バイリンガル子育て相談2020

ここでは2020年7月におこなわれた「COVID-19後のニューノーマルで期待される新言語教育の可能性」のZOOM会議に参加された方から寄せられた質問に答えていきます。

 

子供が2歳になるタイミングでアメリカに移りますが、母国語、つまり日本語が定まっていない状態で、プリスクールなどに入れた場合に、日本語の習得に障害を来さないでしょうか。
 
私自身、3歳前に英語圏に住み、英語の保育園に行ったので、一時的に日本語の習得が遅くなったのではと心配されて時期がありました。
 
この質問をされた方が移住なのか短期駐在なのかがわからなかったのですが、もし短期駐在で就学前に日本に帰るのであれば、多少日本語の発達が遅れてもそれほど心配しなくても大丈夫な気がします。
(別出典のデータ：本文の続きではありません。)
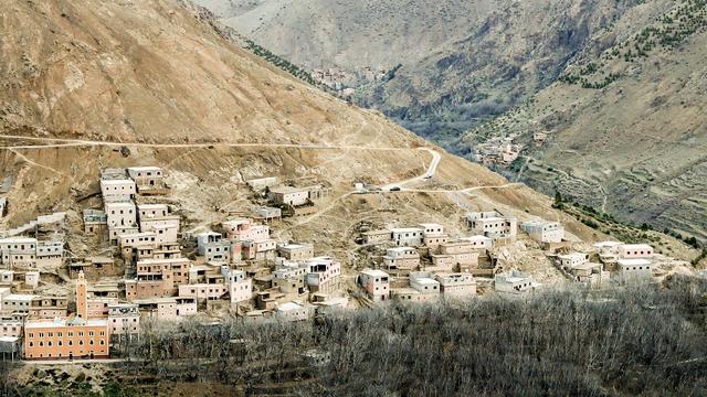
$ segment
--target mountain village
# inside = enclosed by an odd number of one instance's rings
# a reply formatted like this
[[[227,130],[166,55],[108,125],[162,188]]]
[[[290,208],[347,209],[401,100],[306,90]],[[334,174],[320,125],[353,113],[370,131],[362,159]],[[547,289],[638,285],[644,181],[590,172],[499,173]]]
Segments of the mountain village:
[[[316,251],[314,242],[274,237],[287,218],[316,213],[326,187],[284,185],[277,176],[250,180],[242,187],[267,205],[184,230],[166,173],[158,167],[101,170],[103,207],[84,210],[81,237],[95,255],[67,249],[65,213],[0,232],[3,357],[107,358],[112,345],[139,337],[145,322],[305,321],[388,300],[523,298],[544,288],[508,258],[508,247],[525,244],[538,246],[566,282],[590,289],[648,282],[659,276],[659,265],[673,261],[650,245],[585,244],[568,239],[560,223],[489,210],[467,213],[463,235],[424,218],[362,230],[355,244],[367,265],[355,269]],[[355,189],[400,190],[363,183]],[[12,211],[11,203],[0,203]]]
もちろん個人差、適性などありますが、プリスクールはそれほど時間も長くないでしょうし、ご家庭で日本語のインプットがたっぷりあれば問題ないのではと思います。
 
もしこれから永住で、まずは日本語でしっかり母語を確立してから英語に慣らしていきたいと考えていらっしゃるなら、2−3歳の時はまだ日本語のプリスクールかご家庭での子育てでもいいかもしれません。
 
最近、2−3歳ですでにひらがなやアルファベットが読めて書けるのが当たり前のような風潮がありますが、実は日本国内の日本語モノリンガルでも、ひらがなの習得の平均は幼稚園の年長から小学1年生の一学期となっています。大阪の教育大学の調査では、子供のひらがなの習得は「できるかできないかの二極で、ある子供は「あ〜こ」までが書けるというようなことはない」と言うことでした。そしてひらがなを習得する頃にはかなりの語彙数があり、聞いた言葉をひらがなで書く場合、まったく知らない単語というのは少なく、いわゆる生活の基礎語彙は習得している状態だそうです。
 
英語のアルファベットに関してですが、1文字と音(読み方)の対応ができるようになるのは非常に早いのですが、英語のスペルは日本語の漢字のようなものなので、基礎語彙(1000くらい)が読めるようになるのは5−6歳、つまり小学校に入る頃のようです。
 
今まで、何度も書いていますが、あまりまだ音声の習得が不十分な早い時期に文字の指導をしてしまうと、言語習得に支障をきたすことがあるので、できるなら英語のプリスクールでも早くからお勉強させるのではなく、たっぷり遊べるところをおすすめします。アメリカにある日本語のプリスクールでも英語(アルファベット)を教えるところがあって中には日本語のひらがなと英語のアルファベットの両方を教える学校もあります。子供が興味を持って楽しくできるならいいのですが、そんなに早くからやらなくてもいいのでは、と私は思います。